The crest of an ʻĀkohekohe aids plants in pollination.
An ʻĀkohekohe drinks nectar from an ʻŌhiʻa blossom.
A hatch-year ʻAkohekohe
The rare and ornate ʻĀkohekohe, or Crested Honeycreeper, is closely related to the much more common 'Apapane. It is one of the largest honeycreepers, measuring over 7 inches, and also one of the most distinctive. ʻĀkohekohe are uniformly dark with silver flecks on face and upper breast, white tipped tails and wingtips, and have bright orange napes and eye patches. The white crest on their foreheads is the source of their English name.
Habitat & Behavior
Mostly nectarivorous, ʻĀkohekohe forage almost exclusively on ʻōhiʻa lehua blossoms in the forest canopy. Occasionally they can be seen picking insects and other arthropods from branches. They also sometimes visit the flowers and fruits of other native plants. The most common call is an upslurred two-note whistle. Other calls are similar in tone and quality but are highly variable in style. These include the low, guttural, "peter-peter gluk gluk" and "AH-kohay-kohay" from which the bird probably gets its Hawaiian name.
Past & Present
ʻĀkohekohe were once found on much of Maui and Moloka'i but are now restricted to an area of about 50 square kilometers on Haleakalā volcano. Residing above 5,000 ft in elevation, about 3700 individuals are estimated to remain.

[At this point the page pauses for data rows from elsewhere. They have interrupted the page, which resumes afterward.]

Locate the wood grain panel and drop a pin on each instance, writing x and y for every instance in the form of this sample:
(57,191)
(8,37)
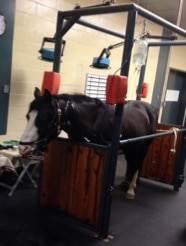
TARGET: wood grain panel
(72,180)
(160,164)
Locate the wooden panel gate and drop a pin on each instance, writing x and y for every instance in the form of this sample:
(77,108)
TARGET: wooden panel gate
(73,183)
(161,164)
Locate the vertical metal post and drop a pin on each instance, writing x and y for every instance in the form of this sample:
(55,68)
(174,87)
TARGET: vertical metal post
(58,44)
(140,82)
(113,152)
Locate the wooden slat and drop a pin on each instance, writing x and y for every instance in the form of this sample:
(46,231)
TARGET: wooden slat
(72,180)
(160,164)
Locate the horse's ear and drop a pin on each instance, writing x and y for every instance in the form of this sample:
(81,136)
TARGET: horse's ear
(37,92)
(47,95)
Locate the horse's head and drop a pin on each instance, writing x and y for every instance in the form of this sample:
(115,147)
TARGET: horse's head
(43,123)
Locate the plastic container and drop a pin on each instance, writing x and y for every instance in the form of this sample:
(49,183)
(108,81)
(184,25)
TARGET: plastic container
(140,52)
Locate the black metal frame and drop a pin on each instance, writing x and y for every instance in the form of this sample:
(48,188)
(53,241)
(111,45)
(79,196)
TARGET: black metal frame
(65,20)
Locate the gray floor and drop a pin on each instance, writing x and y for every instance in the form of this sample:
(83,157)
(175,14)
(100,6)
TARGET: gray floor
(156,217)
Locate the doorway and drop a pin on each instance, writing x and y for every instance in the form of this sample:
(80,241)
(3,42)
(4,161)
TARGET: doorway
(174,106)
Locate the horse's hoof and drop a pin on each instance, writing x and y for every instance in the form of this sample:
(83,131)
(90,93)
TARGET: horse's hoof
(130,196)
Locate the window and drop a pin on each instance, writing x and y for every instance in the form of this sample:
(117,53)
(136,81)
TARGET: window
(96,86)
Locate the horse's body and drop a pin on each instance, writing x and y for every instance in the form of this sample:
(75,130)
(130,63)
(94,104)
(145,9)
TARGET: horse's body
(89,119)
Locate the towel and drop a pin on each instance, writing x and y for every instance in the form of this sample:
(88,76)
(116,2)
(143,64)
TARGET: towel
(6,164)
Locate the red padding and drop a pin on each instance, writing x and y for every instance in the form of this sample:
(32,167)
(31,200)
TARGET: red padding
(51,81)
(144,90)
(116,89)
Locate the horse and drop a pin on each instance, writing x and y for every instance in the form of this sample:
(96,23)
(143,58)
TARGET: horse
(84,118)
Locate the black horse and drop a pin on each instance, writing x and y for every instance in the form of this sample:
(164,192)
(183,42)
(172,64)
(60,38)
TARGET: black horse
(89,119)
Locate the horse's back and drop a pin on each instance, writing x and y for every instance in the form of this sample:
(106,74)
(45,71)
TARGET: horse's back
(139,118)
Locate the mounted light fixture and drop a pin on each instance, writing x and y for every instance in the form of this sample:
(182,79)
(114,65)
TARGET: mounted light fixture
(47,53)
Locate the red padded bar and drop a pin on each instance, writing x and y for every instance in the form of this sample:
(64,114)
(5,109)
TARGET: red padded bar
(116,89)
(51,81)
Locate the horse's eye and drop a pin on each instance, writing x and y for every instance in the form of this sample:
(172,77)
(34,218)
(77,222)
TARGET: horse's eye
(27,116)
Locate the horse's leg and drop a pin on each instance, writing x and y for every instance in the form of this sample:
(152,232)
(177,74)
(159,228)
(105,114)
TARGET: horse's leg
(134,163)
(131,191)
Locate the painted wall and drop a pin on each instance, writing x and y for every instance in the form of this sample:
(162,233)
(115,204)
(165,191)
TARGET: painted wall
(35,19)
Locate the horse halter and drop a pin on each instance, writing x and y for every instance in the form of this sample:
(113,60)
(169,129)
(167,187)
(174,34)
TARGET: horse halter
(52,132)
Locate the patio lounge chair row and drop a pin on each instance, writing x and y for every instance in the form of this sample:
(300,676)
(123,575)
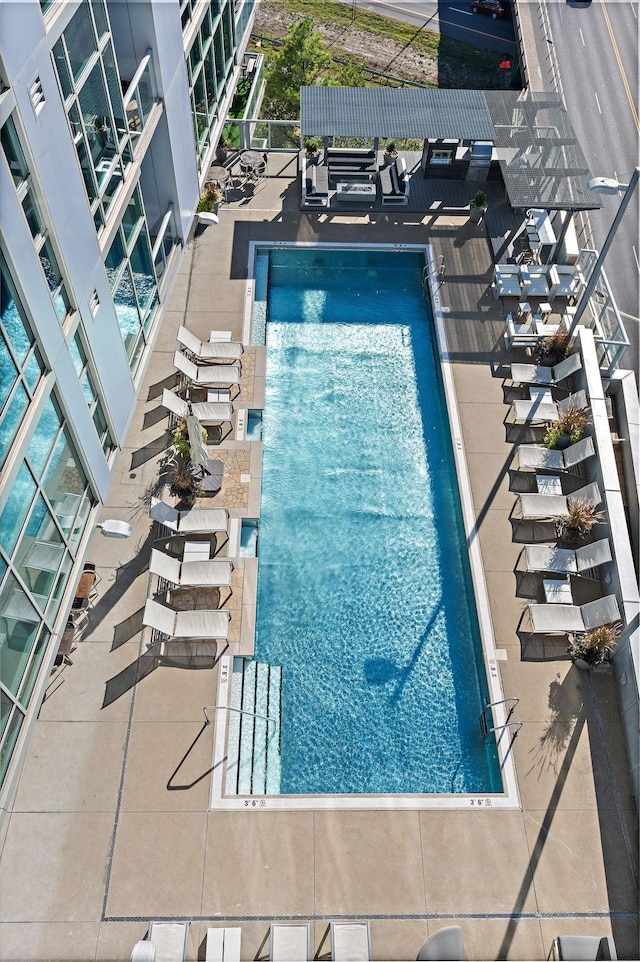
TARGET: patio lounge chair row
(216,348)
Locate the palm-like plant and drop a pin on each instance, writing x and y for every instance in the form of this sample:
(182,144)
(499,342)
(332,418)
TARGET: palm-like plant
(596,645)
(579,521)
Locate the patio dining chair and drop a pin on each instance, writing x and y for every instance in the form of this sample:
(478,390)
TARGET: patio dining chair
(183,574)
(446,945)
(554,619)
(289,942)
(350,942)
(207,412)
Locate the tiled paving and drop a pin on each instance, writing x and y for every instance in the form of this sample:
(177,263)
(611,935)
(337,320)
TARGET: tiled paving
(111,826)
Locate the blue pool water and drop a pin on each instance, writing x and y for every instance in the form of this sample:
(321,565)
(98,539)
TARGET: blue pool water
(364,590)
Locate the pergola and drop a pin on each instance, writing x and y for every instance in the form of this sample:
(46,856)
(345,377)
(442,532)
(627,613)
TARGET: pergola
(541,160)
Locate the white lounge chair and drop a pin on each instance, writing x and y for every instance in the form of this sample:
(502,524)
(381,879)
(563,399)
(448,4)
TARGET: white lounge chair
(207,374)
(207,412)
(195,521)
(536,456)
(223,945)
(538,506)
(584,948)
(289,942)
(582,561)
(350,942)
(539,409)
(183,625)
(209,350)
(169,942)
(536,374)
(206,574)
(446,944)
(559,619)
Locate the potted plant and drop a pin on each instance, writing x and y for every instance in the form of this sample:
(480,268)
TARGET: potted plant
(312,149)
(593,647)
(579,521)
(553,349)
(390,152)
(568,429)
(184,484)
(209,198)
(478,206)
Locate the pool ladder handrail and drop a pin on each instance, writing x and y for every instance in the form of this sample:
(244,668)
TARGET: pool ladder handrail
(439,270)
(241,711)
(485,730)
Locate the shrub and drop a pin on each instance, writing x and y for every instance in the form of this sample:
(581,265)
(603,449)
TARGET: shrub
(579,521)
(596,645)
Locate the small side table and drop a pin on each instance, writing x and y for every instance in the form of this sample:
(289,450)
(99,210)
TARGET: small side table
(196,551)
(557,592)
(547,484)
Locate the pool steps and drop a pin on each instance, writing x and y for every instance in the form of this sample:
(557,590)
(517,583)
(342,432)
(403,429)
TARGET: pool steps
(253,746)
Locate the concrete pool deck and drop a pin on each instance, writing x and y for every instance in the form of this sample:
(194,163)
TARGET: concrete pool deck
(111,824)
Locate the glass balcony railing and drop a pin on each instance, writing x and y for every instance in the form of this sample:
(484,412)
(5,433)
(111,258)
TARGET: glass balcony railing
(140,98)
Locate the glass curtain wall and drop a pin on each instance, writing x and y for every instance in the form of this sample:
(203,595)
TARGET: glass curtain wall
(131,274)
(32,209)
(86,68)
(21,365)
(41,524)
(210,65)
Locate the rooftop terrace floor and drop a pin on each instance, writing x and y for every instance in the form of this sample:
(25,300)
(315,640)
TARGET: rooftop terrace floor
(111,826)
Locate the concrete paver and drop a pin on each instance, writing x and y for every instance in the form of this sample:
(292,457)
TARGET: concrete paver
(504,875)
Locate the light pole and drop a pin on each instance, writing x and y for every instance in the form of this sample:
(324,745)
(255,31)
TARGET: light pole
(604,185)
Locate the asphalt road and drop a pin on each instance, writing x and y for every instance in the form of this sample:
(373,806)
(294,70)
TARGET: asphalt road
(451,19)
(597,53)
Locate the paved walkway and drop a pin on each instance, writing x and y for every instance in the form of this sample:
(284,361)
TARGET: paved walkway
(111,826)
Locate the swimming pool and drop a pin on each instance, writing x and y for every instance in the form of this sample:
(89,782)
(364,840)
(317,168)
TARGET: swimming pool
(364,590)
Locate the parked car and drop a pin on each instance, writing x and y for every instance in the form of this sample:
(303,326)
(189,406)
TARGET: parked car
(495,8)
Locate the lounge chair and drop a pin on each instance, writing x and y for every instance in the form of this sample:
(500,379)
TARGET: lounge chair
(584,948)
(538,506)
(183,625)
(207,374)
(209,350)
(289,942)
(582,561)
(207,412)
(195,521)
(537,409)
(536,374)
(350,942)
(445,944)
(207,574)
(559,619)
(536,456)
(223,945)
(169,941)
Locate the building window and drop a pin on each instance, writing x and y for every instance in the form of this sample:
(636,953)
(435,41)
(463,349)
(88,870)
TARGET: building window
(87,380)
(21,365)
(33,213)
(41,525)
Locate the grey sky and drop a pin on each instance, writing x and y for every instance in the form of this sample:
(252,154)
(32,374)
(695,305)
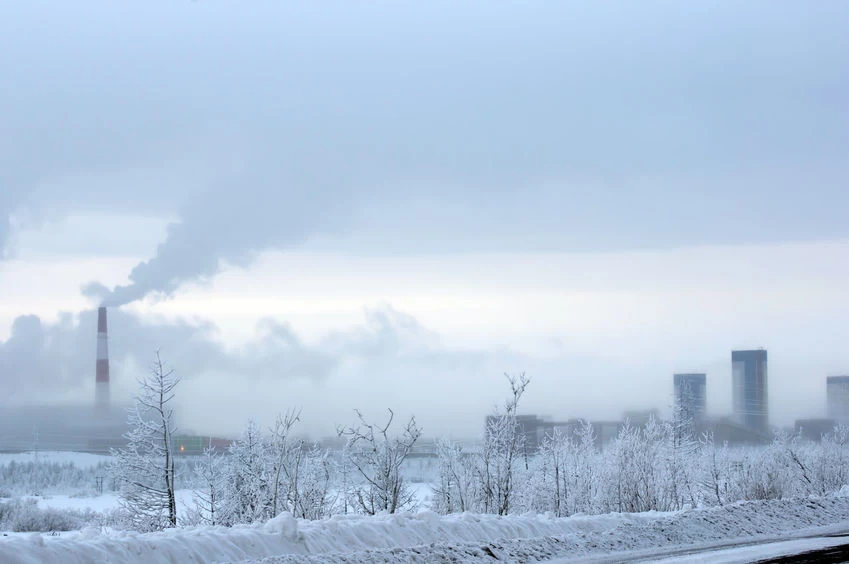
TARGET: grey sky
(402,131)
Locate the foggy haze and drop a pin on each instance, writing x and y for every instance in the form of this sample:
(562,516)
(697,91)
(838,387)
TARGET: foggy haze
(391,206)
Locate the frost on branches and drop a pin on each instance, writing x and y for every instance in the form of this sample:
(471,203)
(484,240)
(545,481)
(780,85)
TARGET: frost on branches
(377,459)
(144,468)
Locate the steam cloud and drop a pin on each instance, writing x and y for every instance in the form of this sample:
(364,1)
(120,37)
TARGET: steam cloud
(231,222)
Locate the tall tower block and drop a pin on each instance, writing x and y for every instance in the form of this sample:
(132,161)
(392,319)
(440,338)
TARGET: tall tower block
(101,392)
(750,393)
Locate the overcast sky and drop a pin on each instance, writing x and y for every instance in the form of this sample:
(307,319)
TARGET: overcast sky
(370,205)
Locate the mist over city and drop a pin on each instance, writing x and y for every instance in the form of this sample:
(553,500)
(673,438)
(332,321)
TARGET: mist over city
(340,210)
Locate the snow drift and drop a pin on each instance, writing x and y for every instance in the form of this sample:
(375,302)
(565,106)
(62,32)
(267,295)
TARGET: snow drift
(390,537)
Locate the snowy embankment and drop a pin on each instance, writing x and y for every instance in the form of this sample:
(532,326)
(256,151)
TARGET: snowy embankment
(464,537)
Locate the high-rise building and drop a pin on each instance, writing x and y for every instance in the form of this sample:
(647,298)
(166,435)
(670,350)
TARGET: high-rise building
(837,394)
(101,378)
(749,381)
(690,396)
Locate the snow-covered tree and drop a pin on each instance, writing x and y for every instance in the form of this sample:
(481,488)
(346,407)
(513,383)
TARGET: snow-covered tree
(248,496)
(144,468)
(457,487)
(377,458)
(208,496)
(286,455)
(503,445)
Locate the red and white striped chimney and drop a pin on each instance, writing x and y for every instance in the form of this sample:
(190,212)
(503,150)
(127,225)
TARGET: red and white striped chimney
(101,392)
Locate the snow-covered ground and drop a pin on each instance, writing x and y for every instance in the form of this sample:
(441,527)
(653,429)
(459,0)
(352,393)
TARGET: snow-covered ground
(79,459)
(464,537)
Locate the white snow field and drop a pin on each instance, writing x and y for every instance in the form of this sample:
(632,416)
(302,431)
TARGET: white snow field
(456,538)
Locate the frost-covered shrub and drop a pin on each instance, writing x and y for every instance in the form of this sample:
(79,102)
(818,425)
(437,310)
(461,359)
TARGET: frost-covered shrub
(25,516)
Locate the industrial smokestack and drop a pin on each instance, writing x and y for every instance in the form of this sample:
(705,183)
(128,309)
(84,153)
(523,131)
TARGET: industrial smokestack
(101,393)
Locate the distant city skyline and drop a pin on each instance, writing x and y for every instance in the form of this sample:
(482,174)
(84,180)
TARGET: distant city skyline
(392,205)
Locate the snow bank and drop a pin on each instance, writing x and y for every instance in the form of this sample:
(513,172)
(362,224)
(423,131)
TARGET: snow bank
(461,537)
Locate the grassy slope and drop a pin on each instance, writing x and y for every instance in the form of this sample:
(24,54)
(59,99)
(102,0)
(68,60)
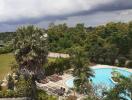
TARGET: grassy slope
(5,61)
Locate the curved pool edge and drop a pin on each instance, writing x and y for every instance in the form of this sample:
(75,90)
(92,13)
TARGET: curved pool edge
(121,69)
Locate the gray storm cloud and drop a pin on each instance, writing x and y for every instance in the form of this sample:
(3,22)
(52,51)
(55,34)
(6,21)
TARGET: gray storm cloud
(17,12)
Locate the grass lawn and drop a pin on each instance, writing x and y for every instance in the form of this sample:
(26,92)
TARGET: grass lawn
(5,61)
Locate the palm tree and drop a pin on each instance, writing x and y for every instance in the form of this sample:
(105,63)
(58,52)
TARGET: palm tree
(121,91)
(82,72)
(30,45)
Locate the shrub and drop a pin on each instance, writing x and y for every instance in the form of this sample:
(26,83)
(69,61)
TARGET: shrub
(23,87)
(128,64)
(58,66)
(121,61)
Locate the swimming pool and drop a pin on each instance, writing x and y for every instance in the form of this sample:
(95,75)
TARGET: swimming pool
(102,77)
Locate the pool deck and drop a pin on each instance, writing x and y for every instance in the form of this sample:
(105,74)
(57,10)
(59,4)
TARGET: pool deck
(108,66)
(66,76)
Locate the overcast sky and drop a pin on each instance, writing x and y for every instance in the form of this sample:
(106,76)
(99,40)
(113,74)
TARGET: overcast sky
(14,13)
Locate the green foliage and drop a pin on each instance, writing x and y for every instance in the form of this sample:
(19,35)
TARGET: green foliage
(103,44)
(10,82)
(81,72)
(23,87)
(7,94)
(121,90)
(57,66)
(6,49)
(129,64)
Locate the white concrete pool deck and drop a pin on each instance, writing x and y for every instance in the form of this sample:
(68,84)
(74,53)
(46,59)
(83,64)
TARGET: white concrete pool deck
(67,76)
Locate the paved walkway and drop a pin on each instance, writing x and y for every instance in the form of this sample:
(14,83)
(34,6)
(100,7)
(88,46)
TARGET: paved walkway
(65,77)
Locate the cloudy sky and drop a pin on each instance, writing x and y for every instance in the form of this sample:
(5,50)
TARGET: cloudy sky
(14,13)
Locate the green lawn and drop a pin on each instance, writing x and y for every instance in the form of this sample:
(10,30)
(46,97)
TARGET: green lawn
(5,61)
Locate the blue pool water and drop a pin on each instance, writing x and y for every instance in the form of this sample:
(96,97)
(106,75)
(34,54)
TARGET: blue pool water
(102,76)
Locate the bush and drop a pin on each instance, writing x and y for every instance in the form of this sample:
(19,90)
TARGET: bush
(23,87)
(58,66)
(7,94)
(6,49)
(121,61)
(128,64)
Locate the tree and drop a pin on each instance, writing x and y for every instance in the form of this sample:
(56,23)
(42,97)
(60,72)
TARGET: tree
(31,51)
(82,72)
(122,90)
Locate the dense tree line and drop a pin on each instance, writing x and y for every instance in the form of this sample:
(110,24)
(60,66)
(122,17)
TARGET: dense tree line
(6,36)
(103,44)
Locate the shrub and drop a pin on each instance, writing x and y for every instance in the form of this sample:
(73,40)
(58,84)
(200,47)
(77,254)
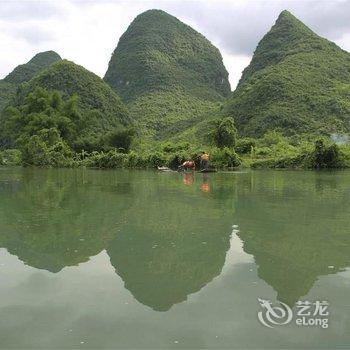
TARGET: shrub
(225,157)
(244,146)
(224,133)
(10,157)
(326,156)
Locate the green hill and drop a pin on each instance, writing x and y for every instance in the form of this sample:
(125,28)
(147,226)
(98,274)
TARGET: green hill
(98,110)
(24,73)
(94,94)
(297,82)
(166,72)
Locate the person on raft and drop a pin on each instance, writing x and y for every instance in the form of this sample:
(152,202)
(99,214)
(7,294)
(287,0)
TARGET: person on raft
(188,165)
(204,161)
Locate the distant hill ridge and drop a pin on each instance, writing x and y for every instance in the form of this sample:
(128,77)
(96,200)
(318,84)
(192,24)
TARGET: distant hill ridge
(166,71)
(297,82)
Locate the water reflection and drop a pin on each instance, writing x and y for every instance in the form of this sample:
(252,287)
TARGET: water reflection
(175,245)
(52,219)
(296,225)
(167,235)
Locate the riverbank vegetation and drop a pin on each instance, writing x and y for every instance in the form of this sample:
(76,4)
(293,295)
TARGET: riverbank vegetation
(48,130)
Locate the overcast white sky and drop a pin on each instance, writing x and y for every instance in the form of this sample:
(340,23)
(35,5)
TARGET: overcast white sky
(87,32)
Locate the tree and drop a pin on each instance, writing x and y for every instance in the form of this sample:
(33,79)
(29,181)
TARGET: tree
(120,139)
(326,156)
(224,133)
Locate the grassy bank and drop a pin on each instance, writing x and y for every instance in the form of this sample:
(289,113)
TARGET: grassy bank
(272,151)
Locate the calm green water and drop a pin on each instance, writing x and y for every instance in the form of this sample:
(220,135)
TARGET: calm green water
(117,259)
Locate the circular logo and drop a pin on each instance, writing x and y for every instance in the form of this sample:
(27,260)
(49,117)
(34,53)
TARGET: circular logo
(274,315)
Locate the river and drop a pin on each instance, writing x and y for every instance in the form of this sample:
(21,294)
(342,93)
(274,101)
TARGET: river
(141,259)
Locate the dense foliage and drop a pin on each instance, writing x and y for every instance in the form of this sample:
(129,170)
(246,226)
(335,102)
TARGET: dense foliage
(224,132)
(297,82)
(24,73)
(47,129)
(290,98)
(166,71)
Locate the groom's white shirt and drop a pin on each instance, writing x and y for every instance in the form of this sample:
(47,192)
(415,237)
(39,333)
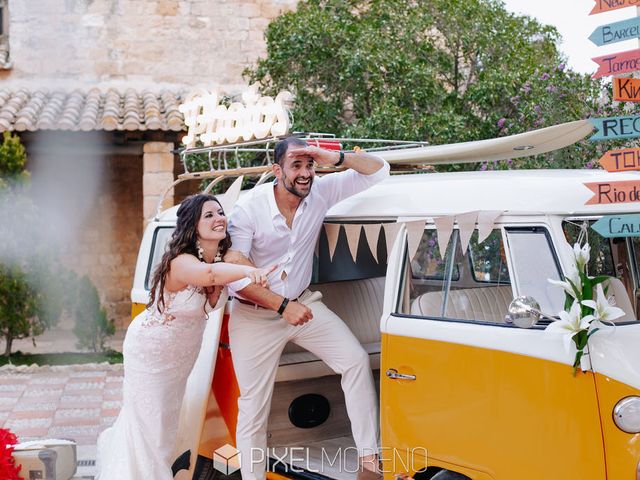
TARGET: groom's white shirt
(259,231)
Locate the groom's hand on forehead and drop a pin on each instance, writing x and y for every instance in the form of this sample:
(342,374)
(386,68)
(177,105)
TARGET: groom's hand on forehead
(322,157)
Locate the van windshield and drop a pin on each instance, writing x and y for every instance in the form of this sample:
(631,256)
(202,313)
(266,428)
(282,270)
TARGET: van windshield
(616,257)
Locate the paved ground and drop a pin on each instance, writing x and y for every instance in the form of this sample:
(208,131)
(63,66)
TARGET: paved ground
(75,402)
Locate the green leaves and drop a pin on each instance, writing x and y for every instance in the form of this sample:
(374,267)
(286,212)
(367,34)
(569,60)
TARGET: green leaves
(442,71)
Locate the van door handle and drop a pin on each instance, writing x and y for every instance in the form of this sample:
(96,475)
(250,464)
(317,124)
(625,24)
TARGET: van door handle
(393,374)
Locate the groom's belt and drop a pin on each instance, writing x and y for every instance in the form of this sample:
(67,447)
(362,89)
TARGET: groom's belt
(255,305)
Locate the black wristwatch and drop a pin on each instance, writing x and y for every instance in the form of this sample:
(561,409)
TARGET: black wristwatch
(283,305)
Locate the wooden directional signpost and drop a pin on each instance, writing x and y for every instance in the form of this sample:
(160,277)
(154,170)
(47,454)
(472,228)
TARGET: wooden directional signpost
(621,160)
(608,5)
(618,226)
(616,32)
(615,128)
(626,90)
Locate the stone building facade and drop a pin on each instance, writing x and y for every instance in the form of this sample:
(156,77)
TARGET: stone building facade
(93,88)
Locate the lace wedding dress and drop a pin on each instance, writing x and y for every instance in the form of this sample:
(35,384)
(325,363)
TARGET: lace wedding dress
(159,353)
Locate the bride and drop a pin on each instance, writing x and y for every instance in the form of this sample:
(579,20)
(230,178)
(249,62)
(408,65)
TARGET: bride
(162,343)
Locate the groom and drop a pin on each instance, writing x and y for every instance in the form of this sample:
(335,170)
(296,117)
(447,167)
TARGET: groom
(279,223)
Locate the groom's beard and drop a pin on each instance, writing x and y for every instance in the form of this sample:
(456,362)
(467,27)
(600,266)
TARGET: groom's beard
(291,186)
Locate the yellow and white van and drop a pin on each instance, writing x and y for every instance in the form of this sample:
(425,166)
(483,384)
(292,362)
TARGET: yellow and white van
(423,268)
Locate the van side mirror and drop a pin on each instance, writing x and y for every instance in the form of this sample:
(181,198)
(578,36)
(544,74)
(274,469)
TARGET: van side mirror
(524,312)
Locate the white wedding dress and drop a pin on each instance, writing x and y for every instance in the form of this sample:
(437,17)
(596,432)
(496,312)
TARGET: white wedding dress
(159,353)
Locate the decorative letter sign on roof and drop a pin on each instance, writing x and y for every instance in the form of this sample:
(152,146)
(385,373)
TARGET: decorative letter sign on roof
(627,191)
(621,160)
(615,128)
(210,121)
(618,226)
(608,5)
(616,32)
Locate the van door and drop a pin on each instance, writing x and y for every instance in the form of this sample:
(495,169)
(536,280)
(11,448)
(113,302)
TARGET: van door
(464,391)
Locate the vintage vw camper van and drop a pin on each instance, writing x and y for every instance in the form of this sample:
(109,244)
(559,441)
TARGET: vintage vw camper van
(423,268)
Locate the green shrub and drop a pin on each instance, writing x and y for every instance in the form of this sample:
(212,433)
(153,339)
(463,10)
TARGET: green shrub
(91,324)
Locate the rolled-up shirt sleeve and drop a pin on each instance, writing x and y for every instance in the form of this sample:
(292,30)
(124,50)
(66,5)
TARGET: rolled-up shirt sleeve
(338,186)
(241,229)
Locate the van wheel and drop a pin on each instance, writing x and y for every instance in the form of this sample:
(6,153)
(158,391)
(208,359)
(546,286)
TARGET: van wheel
(448,475)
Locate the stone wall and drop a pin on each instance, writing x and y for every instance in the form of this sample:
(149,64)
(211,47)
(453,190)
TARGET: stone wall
(107,245)
(184,42)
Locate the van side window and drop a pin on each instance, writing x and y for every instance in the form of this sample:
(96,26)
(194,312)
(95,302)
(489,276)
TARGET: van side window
(158,246)
(474,286)
(534,263)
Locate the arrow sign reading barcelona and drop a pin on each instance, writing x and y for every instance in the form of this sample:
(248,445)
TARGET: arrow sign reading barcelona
(605,193)
(608,5)
(626,89)
(615,128)
(621,160)
(618,226)
(616,32)
(617,63)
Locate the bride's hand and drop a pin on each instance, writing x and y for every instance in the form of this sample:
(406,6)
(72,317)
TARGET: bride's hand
(259,275)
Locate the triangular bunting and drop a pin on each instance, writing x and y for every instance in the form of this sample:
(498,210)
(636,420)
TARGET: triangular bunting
(390,233)
(372,233)
(230,197)
(486,222)
(332,230)
(353,238)
(415,230)
(444,226)
(466,225)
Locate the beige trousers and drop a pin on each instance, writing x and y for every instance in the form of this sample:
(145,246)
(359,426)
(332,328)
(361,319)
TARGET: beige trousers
(257,338)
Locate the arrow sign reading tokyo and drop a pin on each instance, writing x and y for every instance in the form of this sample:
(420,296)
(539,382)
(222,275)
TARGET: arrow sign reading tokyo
(615,128)
(618,226)
(617,63)
(621,160)
(616,32)
(608,5)
(626,89)
(605,193)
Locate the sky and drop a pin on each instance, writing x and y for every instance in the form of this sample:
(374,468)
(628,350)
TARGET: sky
(571,18)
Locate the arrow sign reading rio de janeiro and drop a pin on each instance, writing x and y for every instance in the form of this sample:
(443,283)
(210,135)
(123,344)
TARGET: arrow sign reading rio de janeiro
(618,226)
(616,32)
(626,89)
(605,193)
(617,63)
(615,128)
(621,160)
(608,5)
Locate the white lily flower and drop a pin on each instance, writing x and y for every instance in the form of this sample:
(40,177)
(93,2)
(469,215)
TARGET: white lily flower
(582,255)
(603,311)
(569,324)
(571,283)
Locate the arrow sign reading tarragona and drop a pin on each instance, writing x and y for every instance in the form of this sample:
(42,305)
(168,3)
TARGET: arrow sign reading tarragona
(617,63)
(615,128)
(616,32)
(612,226)
(608,5)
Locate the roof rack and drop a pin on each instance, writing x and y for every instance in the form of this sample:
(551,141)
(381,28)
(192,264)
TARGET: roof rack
(404,156)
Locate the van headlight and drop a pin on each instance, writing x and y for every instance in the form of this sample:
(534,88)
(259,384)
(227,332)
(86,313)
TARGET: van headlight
(626,415)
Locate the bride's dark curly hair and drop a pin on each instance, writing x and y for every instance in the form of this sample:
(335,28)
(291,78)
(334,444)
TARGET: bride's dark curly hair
(183,240)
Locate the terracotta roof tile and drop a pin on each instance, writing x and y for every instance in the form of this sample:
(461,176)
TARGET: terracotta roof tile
(94,109)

ʻĀkohekohe are listed as endangered by the US Fish and Wildlife Service. The already shrinking range of the ʻĀkohekohe continues to be threatened by invasive and introduced plants and animals, and by upslope movement of avian malaria in response to climate change. It is important to understand how ʻĀkohekohe are affected by these threats and to recover additional populations.